My husband caused a ripple the other day by cheerfully piping up, to an assorted collection of my friends, that he had taken up running recently because he wasn't getting enough sex.
Perhaps he had been inadvertently fishing for a male response: hearty, knowing laughter. In fact, what he was faced with was knowing head nodding.
And then, a couple of women saying: "Oh, I reckon that's why XX has started running too!"
In fact, I had long wondered why Ali had embraced running with such vigour. Like most people of Asiatic decent he didn't really need to look younger or leaner.
Previous attempts had ended in a vast array of injuries which had put him, literally, on ice for weeks.
But this time, with a new set of running shoes and some thankfully less revealing shorts (his last pair, short and bright green, were bought from cheapie teen girl fashion mecca Supre and left nothing to the imagination), he was doing regular circuits - of ever increasing lengths - of the neighbourhood.
"It's the endorphins!" he will beam at me after he finishes his fun and limps in to do his recovery right next to me, noisily, so that I can admire his athleticism.
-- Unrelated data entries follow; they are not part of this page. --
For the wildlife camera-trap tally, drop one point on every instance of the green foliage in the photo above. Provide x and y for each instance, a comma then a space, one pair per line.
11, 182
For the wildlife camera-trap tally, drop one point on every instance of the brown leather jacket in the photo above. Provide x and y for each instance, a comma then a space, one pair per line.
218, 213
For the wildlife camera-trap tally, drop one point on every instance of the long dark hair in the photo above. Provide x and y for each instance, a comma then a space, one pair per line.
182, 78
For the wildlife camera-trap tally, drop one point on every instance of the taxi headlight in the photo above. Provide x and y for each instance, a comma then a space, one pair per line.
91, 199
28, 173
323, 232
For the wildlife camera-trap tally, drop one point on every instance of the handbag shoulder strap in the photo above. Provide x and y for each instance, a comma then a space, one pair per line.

"The endorphins make you calm and relaxed all day."
"Is it like sex?" I ask, being unacquainted with any form of physical endeavour.
"Probably better" said he - accompanied by the look of "but you're not off the hook yet!"
Suffice it to say, Ali does see more action than the Sisters of Mercy. Just.
But he's not seeing as much as he did, say, 5 years ago - like most men in his position. Which could be a problem if he was devious or adulterous, but I don't think he is.
He'll just outlay a small fortune on the latest running shoes - and pound (ahem) the pavement.
Hey, we live in an area with lots of young families.
He's got a lot of company from fellow fathers on his runs out there!